Rapid logging comes into play when you're planning out your dailies (more on this in the modules section, below).
- Topics – a brief, descriptive title
- Page Numbers – to index later
- Short Sentences – concise and to the point
- Bullets – to organize your entries
Tasks are signified by a dot or bullet point (•) for actionable items and to-do’s.
- X Task completed
- > Task migrated
- < Task scheduled
- Events – signified by an open circle (ο) for date-specific items
- Notes – signified by a dash (-) for great ideas worth keeping
Signifiers are symbols that help to categorize your entries.
- An asterisk (*) denotes priority or important tasks
- An exclamation point (!) is for inspiration items
- An eye is for items that need more research or information
Each module is covered in the video, including an overview of the purpose of each and how to set it up. Here's a comprehensive guide on what's needed, what's flexible, and what to customize by section.
The index is where all of your entries and collections get organized. I often get asked what types of things I usually index. Do I index every single page? Every week? Every day?
The short answer is that you should index whatever you feel is important. Personally, I like to index each month and each new collection that I add to my bullet journal.
The future log in it’s simplest form as laid out at bulletjournal.com is how you will be logging your future events and appointments. Since nothing is set up ahead of time in the bullet journal, it’s necessary to keep a future log of some sort to log future events as they come up.
The monthly log is where you’ll be keeping track of all your current month’s events, appointments, and tasks. The monthly log can be set up in a matter of minutes, and I highly recommend waiting until the day before the month begins since you never know how much space the rest of the current month will need.
Once you have your dates and days of the week written down the left-hand side, just fill in any upcoming events and appointments that you know about at the beginning of the month. Then, as the month unfolds, you can log any little tidbits of things that happened each day, as well as add additional appointments as they come up.
The right-hand side of the spread is for your monthly tasks and goals. I like to write these out in no particular order, but you’re welcome to organize them by category or even put little signifiers next to each one to indicate what type of task it is.
The daily logs or “dailies” are where the bullet journal system comes alive! The daily log is where that method of rapid logging and using signifiers enters into play.
Simply write the date on the next available line, and then list out your tasks for the day using the bullets and signifiers covered above.
As you go through your day, you can mark off tasks as they are complete, or cross them out if they become irrelevant.

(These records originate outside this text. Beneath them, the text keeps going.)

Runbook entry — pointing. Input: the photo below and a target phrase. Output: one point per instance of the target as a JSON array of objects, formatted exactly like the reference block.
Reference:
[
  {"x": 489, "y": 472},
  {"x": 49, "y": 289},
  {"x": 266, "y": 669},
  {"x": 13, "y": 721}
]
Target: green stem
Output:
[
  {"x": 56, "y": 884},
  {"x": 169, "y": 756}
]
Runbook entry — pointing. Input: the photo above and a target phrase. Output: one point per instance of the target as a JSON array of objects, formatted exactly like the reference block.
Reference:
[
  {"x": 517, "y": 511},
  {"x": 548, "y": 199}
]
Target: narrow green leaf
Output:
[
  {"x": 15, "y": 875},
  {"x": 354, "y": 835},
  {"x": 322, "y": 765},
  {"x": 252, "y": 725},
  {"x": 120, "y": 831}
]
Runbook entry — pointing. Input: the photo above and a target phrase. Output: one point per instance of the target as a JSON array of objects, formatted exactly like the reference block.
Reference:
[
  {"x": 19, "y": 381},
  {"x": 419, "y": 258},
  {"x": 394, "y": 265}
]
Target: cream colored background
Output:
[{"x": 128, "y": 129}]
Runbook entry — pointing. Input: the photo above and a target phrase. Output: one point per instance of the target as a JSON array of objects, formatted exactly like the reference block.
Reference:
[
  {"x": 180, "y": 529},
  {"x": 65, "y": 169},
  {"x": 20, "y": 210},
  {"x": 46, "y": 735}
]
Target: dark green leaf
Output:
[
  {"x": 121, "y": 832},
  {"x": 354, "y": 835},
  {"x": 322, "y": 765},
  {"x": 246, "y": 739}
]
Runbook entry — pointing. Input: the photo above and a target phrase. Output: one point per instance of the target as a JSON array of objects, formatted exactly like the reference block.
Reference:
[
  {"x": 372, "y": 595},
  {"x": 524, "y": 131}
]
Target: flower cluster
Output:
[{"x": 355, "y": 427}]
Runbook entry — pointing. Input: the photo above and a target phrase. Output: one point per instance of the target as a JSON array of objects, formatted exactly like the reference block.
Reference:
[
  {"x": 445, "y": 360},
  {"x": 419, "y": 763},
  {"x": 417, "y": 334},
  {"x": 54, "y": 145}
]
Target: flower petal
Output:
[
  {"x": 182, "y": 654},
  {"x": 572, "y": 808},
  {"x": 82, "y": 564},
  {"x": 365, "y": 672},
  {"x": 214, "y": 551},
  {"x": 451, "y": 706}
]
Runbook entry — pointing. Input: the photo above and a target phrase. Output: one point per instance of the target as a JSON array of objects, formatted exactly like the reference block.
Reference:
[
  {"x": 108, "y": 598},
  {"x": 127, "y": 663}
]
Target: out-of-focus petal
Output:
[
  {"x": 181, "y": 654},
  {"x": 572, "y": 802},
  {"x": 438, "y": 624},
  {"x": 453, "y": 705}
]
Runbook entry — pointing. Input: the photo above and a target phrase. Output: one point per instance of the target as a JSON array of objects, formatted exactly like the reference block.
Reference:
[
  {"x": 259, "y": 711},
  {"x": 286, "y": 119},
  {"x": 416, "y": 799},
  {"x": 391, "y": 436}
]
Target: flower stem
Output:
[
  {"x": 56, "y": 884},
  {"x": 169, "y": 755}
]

Migration is the act of re-writing unfinished tasks from previous days into your current daily log. This can be done on a daily, weekly, or monthly basis (whatever suits you best) and it helps you to get clear on your next steps.
Collections can be lists, projects, or anything else that you want or need to insert into your bullet journal. This is an example of a "mood board" collection.
That’s the beauty of the bullet journal system! Whenever you need to write something down, you can go to the next available page or space and get to writing. To organize your collections, it’s as simple as writing them into your index so that you can easily find them later.
I hope this system is helpful! I encourage you to check out the OG site if you're interested in starting your own. Happy journaling!